Commander Keen was (maybe) the first videogame i ever played. i can’t remember whether it was that or something on the Sega Master System. if it was the latter, it would have been the Sega Card version of Galaga or Rambo: First Blood Part II. either way, the one that made the biggest impression on me was Commander Keen and specifically the freeware first chapter of Commander Keen in Invasion of the Vorticons.
there was a lot about that game that appealed to tiny me. first was the conceptual association i made between Commander Keen and Spaceman Spiff (aka Calvin) from Calvin and Hobbes, which was my favorite comic growing up. i knew they weren’t part of the same official universe or whatever but i did feel like they were a ‘type’ i could identify with.
overall the game was too difficult for me and i could never actually beat any of the Vorticons that appeared at the end of levels, so at the time i always had to have my brother or dad take over for me once i got to the end. i never finished the freeware version, but i did see the ending once my brother beat it.
the sound design of Commander Keen always stuck out to me as a kid, as the sounds for the pogo stick, ray gun, and teddy bear/free life were so memorable. i also loved the Yorps, aliens that would sort of just bump into you and cry when you jumped on their heads. like Whispy Woods in Kirby’s Dream World, the Yorps forced me to confront my own bloodlust, as they look so tragic if you go past bopping their heads and just shoot them in the face.

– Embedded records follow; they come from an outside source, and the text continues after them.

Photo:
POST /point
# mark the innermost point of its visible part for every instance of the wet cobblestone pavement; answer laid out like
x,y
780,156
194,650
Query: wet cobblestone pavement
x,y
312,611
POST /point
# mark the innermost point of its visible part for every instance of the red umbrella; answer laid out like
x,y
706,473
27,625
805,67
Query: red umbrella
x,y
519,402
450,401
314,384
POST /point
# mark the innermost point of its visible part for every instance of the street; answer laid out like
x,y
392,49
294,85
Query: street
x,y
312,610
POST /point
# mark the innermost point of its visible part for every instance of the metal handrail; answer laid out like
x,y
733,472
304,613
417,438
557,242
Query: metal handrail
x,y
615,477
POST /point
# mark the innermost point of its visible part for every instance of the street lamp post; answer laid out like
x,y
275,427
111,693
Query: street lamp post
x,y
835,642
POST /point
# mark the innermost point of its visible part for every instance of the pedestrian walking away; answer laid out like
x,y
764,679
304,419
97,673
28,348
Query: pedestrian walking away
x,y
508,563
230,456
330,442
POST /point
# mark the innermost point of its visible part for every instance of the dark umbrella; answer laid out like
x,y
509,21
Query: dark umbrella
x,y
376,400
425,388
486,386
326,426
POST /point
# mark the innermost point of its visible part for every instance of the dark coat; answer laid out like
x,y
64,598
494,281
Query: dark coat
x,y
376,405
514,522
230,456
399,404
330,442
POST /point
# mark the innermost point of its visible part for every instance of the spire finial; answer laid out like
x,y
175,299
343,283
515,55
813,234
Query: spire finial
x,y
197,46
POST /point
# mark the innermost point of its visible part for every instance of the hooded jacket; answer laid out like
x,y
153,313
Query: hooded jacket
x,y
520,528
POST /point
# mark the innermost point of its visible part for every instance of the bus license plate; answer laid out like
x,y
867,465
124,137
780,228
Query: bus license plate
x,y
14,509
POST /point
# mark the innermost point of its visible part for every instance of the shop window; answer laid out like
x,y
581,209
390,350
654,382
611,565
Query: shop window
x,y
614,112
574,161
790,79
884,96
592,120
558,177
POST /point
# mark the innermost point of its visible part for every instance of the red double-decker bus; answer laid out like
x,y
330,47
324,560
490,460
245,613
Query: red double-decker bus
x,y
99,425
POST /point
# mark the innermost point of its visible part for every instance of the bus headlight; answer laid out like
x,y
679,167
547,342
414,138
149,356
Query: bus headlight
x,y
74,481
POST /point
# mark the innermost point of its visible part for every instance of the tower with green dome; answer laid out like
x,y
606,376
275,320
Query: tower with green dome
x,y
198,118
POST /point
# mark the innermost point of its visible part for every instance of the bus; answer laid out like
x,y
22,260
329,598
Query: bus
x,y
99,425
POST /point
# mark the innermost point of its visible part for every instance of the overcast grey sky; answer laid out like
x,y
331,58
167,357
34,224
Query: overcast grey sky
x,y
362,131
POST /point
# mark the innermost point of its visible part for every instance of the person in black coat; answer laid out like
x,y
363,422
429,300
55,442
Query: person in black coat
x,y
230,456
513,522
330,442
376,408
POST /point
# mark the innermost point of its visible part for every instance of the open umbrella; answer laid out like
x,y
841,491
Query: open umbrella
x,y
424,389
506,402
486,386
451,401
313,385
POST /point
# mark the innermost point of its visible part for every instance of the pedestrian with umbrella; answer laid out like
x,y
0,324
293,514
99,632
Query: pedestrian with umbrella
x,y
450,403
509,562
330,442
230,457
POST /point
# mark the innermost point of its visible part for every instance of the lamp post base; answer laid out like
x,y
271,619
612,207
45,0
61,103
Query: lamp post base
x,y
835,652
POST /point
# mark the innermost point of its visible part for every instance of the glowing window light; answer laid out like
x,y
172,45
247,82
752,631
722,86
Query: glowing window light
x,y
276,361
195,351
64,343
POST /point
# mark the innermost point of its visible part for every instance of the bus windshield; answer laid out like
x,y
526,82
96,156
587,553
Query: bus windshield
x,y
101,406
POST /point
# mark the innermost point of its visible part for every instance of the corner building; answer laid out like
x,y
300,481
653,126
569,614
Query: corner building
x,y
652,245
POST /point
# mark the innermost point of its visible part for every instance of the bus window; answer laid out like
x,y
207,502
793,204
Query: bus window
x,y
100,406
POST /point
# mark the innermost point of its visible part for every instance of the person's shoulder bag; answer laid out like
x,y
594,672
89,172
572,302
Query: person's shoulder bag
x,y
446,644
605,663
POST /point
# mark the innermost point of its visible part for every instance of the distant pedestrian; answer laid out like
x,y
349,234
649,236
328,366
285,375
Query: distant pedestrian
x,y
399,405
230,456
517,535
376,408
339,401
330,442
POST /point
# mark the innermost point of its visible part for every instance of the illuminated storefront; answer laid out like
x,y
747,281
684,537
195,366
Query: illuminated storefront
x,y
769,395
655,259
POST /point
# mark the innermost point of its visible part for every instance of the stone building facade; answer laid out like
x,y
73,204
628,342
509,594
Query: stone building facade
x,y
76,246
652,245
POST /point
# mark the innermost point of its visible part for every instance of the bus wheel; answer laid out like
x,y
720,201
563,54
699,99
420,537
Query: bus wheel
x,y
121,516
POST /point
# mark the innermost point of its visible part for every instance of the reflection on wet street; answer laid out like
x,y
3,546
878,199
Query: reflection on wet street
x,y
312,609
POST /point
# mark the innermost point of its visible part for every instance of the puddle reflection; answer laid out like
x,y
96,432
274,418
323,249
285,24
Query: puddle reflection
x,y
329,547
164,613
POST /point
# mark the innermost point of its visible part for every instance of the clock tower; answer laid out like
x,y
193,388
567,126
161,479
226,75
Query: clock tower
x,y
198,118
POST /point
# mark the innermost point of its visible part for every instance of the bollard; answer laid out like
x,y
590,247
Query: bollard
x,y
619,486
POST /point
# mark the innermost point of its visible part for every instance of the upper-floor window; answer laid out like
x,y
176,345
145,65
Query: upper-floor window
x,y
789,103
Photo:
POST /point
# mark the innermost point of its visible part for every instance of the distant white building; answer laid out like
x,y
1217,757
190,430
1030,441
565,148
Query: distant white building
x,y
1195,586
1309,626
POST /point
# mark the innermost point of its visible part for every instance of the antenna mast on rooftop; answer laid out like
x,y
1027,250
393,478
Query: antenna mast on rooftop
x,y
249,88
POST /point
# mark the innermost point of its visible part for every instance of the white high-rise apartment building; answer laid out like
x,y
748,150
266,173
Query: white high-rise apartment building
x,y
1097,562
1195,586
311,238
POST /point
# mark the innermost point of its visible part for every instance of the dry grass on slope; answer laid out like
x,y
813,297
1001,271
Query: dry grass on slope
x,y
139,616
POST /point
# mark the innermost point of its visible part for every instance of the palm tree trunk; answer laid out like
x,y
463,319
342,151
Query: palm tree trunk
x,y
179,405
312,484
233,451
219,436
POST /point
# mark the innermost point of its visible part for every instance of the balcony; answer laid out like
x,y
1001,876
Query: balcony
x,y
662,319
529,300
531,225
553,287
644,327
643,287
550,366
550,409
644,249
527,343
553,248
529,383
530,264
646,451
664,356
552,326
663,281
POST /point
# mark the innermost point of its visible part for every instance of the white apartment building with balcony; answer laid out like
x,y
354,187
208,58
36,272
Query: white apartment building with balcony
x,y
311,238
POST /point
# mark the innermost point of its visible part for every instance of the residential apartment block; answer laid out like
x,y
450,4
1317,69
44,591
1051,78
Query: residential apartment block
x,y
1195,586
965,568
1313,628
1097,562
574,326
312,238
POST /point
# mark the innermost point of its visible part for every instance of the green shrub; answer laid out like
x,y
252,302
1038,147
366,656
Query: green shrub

it wasn’t until years later that i actually got to play the full game, along with Commander Keen in Goodbye Galaxy. before the days of DRM my friend and i would trade games and that was how i ended up with all three chapters of Invasion of the Vorticons and both chapters of Goodbye Galaxy (that’s also how i first played Rayman, one of my favorite games in terms ambience, music, and art design).
while i already loved Commander Keen, my mind was completely blown by the full game and sequels. in the final chapter of Invasion of Vorticons Keen travels to the Vorticon homeworld, where, in addition to seeing funny domestic scenes of Vorticons at home, there was an entire Vorticon alphabet you could decipher, which meant you could go back to the first chapter and read different signs and stuff.
the sequels impressed me more for the depth of the story and the variety of characters and art, though it was also a very big deal that you could hang from ledges, which felt extremely cutting edge the first time i played it. i also fondly remember the day i finally figured out the inch-worm puzzle that takes you to the secret level.